From Karl Schnaitter
Subject TODO item: Allow data to be pulled directly from indexes
Date
Msg-id 4867790F.9050902@soe.ucsc.edu
Whole thread Raw
Responses Re: TODO item: Allow data to be pulled directly from indexes  (Gregory Stark <stark@enterprisedb.com>)
Re: TODO item: Allow data to be pulled directly from indexes  ("Heikki Linnakangas" <heikki@enterprisedb.com>)
Re: TODO item: Allow data to be pulled directly from indexes  (Bruce Momjian <bruce@momjian.us>)
List pgsql-hackers
Sometime last year, a discussion started about including visibility 
metadata to avoid heap fetches during an index scan:

http://archives.postgresql.org/pgsql-patches/2007-10/msg00166.php
http://archives.postgresql.org/pgsql-patches/2008-01/msg00049.php

I think the last discussion on this was in April:

http://archives.postgresql.org/pgsql-hackers/2008-04/msg00618.php (last 
item)

I have worked with the current patch, and I have some thoughts about 
that approach and the approaches listed in the TODO item. The TODO lists 
three approaches, in short

(1) Add a bit for an index tuple that indicates "visible" or "maybe 
visible."
(2) Use a per-table bitmap that indicates which pages have at least one 
tuple that is not visible to all transactions.
(3) Same as (2) but at the granularity of one bit per table.

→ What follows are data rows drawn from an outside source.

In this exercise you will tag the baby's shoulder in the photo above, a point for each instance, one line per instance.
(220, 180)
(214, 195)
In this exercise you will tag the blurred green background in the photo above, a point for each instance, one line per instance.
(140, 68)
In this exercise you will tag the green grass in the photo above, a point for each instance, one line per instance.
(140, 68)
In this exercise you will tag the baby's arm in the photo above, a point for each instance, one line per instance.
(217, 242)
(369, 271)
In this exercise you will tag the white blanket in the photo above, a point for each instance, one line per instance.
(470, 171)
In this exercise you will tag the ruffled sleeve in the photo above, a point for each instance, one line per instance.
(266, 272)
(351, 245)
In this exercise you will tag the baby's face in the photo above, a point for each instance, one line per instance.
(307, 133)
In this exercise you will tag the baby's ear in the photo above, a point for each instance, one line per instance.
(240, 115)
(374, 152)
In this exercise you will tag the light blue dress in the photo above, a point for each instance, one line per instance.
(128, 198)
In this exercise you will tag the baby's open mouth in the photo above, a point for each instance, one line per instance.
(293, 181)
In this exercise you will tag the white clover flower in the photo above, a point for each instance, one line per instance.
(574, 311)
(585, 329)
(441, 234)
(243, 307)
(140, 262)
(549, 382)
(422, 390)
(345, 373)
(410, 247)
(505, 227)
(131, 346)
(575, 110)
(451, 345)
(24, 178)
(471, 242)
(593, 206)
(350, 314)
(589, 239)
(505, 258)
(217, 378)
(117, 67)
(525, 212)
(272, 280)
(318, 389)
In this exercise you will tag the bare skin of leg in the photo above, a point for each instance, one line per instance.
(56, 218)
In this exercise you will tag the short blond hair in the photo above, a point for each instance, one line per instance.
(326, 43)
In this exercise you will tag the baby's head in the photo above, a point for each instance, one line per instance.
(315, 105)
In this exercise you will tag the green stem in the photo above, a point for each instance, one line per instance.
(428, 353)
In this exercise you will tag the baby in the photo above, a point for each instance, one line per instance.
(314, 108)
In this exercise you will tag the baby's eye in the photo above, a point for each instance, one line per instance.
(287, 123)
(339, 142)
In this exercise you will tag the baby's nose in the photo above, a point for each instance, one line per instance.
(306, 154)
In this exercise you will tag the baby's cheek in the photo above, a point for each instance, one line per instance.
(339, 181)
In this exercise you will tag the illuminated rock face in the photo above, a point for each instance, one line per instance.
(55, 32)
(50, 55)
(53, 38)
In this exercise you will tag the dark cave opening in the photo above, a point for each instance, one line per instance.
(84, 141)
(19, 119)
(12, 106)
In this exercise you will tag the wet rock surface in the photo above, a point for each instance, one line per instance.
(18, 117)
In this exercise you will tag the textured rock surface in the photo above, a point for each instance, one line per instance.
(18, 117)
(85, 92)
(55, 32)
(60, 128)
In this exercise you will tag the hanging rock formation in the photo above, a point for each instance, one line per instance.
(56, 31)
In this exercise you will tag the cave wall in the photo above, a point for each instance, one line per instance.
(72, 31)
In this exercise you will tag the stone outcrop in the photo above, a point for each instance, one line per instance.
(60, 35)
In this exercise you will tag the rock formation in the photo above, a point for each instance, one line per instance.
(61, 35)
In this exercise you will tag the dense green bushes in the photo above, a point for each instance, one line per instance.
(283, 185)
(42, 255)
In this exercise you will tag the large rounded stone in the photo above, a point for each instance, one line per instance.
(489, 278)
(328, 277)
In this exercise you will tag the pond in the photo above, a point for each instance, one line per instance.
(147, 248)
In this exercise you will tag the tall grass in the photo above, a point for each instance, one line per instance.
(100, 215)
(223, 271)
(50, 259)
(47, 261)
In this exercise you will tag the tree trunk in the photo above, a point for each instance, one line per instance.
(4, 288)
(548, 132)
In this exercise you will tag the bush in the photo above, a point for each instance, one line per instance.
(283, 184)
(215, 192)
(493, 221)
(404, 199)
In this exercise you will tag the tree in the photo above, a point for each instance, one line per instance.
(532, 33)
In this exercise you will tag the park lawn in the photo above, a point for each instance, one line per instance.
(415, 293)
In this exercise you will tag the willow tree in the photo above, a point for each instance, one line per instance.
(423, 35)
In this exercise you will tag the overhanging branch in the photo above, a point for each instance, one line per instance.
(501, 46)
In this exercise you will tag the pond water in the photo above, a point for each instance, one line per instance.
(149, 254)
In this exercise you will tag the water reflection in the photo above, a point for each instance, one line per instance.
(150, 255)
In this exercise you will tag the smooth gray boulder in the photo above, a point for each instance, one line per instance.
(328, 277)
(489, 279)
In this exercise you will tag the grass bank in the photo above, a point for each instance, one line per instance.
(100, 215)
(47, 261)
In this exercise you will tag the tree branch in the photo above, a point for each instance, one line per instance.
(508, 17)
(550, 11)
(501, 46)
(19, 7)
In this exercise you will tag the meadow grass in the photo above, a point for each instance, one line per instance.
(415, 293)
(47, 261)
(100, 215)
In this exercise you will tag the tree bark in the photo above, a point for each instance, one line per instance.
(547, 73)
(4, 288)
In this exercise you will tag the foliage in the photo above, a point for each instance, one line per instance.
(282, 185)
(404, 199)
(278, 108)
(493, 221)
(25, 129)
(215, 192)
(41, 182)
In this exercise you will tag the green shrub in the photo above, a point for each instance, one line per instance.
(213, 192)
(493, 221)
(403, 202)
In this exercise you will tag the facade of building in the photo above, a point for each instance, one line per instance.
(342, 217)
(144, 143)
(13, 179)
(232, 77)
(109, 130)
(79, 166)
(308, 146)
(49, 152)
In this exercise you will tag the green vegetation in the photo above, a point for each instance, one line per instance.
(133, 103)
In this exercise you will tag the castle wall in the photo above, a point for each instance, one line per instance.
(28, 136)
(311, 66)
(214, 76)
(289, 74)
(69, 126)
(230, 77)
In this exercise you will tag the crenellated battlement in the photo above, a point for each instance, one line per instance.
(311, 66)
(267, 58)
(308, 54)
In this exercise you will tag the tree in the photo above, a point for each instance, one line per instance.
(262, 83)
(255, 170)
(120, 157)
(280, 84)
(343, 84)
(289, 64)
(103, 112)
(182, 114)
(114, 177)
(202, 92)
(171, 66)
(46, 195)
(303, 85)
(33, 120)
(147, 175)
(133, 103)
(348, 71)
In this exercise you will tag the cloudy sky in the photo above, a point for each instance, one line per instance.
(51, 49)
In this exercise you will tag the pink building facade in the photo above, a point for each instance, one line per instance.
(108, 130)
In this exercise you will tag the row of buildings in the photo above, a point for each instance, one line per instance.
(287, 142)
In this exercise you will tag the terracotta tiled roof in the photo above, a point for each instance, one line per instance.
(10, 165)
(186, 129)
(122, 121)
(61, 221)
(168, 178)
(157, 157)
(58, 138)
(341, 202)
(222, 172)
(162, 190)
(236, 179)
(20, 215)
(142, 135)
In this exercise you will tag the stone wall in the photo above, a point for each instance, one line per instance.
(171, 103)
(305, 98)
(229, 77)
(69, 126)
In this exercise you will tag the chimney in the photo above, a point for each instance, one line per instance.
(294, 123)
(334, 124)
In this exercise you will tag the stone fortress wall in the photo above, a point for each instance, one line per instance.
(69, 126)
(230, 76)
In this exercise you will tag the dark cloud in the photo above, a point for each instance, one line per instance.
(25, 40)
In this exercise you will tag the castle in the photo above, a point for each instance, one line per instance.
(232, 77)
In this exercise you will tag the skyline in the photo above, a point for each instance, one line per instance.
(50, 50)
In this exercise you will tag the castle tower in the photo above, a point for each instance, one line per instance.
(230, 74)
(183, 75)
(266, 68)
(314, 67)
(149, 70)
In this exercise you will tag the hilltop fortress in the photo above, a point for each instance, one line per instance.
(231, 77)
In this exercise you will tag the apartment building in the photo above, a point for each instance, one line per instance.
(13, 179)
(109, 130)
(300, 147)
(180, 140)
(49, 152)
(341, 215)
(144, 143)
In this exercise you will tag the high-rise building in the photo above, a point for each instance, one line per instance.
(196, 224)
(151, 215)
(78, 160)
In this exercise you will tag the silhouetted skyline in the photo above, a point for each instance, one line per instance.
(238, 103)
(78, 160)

The approach in the patch is different:

(4) Add transaction ids, etc to the index tuple (totaling 16 bytes)

I would group (1) & (4) together and (2) & (3) together. I think the 
time and space trade-offs are pretty obvious, so I won't waste time on 
those.

(1) & (4) require an UPDATE or DELETE to twiddle the old index tuple. 
Tom has noted (in the linked message) that this is not reliable if the 
index has any expression-valued columns, because it is not always 
possible to find the old index entry. For this reason, the proposed 
patch does not keep visibility metadata for indexes on expressions. This 
seems like a reasonable limitation --- indexed expressions are just less 
efficient.

The main difference between (1) & (4) is that (1) will sometimes require 
heap lookups and (4) never will. Moreover, the heap lookups in (1) will 
be difficult for the optimizer to estimate, unless some special 
statistics can be maintained for this purpose.

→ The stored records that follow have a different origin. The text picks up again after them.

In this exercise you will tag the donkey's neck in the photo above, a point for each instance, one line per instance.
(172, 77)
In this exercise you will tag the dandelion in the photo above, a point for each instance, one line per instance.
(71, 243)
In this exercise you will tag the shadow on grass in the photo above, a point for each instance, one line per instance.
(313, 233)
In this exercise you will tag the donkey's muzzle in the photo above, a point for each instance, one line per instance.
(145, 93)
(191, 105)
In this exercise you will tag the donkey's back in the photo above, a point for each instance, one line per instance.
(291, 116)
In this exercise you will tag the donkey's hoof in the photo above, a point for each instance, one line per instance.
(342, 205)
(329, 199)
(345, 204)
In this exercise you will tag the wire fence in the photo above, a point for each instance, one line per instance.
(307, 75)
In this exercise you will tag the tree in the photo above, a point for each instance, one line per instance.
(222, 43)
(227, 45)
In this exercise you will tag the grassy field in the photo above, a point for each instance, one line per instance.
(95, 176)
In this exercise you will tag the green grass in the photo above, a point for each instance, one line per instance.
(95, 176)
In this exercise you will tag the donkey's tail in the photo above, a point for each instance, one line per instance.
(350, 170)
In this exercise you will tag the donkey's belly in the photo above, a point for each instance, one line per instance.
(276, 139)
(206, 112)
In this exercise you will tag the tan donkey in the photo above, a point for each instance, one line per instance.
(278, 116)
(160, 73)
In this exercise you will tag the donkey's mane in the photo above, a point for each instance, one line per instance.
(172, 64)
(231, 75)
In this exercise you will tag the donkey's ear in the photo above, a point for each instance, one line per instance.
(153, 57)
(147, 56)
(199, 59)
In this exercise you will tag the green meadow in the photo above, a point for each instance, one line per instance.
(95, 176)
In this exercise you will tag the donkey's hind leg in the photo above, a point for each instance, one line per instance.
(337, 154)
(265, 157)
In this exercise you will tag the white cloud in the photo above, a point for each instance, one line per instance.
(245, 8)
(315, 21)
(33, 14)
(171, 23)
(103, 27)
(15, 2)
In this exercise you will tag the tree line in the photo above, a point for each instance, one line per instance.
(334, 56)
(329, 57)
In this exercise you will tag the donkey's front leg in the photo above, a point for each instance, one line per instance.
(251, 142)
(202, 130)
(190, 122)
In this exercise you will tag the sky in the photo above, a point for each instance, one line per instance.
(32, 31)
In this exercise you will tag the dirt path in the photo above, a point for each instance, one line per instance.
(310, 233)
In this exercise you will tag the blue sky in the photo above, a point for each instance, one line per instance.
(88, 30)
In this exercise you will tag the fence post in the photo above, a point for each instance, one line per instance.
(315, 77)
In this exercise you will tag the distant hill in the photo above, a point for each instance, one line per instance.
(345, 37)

I should mention there is a major flaw in the patch, because it puts 
pointers to HOT tuples in the index, in order to capture the different 
transaction ids in the chain. I think this can be fixed by only pointing 
to the root of the HOT chain, and setting xmin/xmax to the entire range 
of transaction ids spanned by the chain. I'm not sure about all the 
details (the ctid and some other bits also need to be set).

(2) & (3) can work for any index, and they are quite elegant in the way 
that the overhead does not change with the number of indexes. The TODO 
also notes the benefit of (2) for efficient vacuuming. Thus, I think 
that (2) is a great idea in general, but it does not serve the intended 
purpose of this TODO item. Once a page gets marked as requiring 
visibility checks, it cannot be unmarked until the next VACUUM. The 
whole point of this feature is that we are willing to be more proactive 
during updates in order to make index access more efficient.

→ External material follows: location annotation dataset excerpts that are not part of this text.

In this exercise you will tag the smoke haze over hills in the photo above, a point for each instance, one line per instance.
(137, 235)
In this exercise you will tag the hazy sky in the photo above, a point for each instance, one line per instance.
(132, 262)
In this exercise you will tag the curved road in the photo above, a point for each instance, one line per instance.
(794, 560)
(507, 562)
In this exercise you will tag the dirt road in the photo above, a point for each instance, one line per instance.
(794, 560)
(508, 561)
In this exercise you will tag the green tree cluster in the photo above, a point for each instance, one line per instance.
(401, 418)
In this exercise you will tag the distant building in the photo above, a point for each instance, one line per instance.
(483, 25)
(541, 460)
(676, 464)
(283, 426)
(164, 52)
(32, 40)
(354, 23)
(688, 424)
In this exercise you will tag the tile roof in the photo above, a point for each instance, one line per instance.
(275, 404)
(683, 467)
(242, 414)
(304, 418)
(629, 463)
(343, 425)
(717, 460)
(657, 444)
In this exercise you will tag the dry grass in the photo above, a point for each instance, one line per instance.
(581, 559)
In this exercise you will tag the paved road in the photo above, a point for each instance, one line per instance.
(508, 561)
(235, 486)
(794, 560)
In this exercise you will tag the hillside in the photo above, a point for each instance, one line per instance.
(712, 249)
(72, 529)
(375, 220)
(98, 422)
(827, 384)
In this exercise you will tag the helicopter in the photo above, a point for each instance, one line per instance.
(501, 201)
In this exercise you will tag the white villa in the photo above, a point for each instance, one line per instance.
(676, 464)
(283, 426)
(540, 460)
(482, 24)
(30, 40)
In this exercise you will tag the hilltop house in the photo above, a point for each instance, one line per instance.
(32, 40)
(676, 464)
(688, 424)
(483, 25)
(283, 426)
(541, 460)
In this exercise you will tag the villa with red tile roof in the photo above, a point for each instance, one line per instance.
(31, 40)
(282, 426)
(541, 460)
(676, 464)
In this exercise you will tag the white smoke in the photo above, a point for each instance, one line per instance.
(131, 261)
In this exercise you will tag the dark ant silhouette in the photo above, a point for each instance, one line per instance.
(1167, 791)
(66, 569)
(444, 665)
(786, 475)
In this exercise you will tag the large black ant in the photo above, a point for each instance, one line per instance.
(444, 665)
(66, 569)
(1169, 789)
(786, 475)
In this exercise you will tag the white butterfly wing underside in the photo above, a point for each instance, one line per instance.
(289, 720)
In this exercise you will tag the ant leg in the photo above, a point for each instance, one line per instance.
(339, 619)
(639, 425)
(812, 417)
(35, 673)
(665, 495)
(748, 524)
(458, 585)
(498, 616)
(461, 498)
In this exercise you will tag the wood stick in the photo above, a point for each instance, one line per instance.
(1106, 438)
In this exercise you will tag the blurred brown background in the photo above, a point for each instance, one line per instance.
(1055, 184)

So in summary, I think that (2) would be nice as a separate feature, 
with (1) and (4) being more favorable for index-only scans. The obvious 
trouble with (4) is the extra space overhead. There are also issues with 
correctness that I mentioned (any thoughts here would be appreciated). 
Other than that, I would favor (4) because it offers the most stable 
performance.

Please let me know if you agree/disagree with anything here. I need to 
get this feature implemented for my research, but I would also love to 
contribute it to the community so your opinions matter a lot.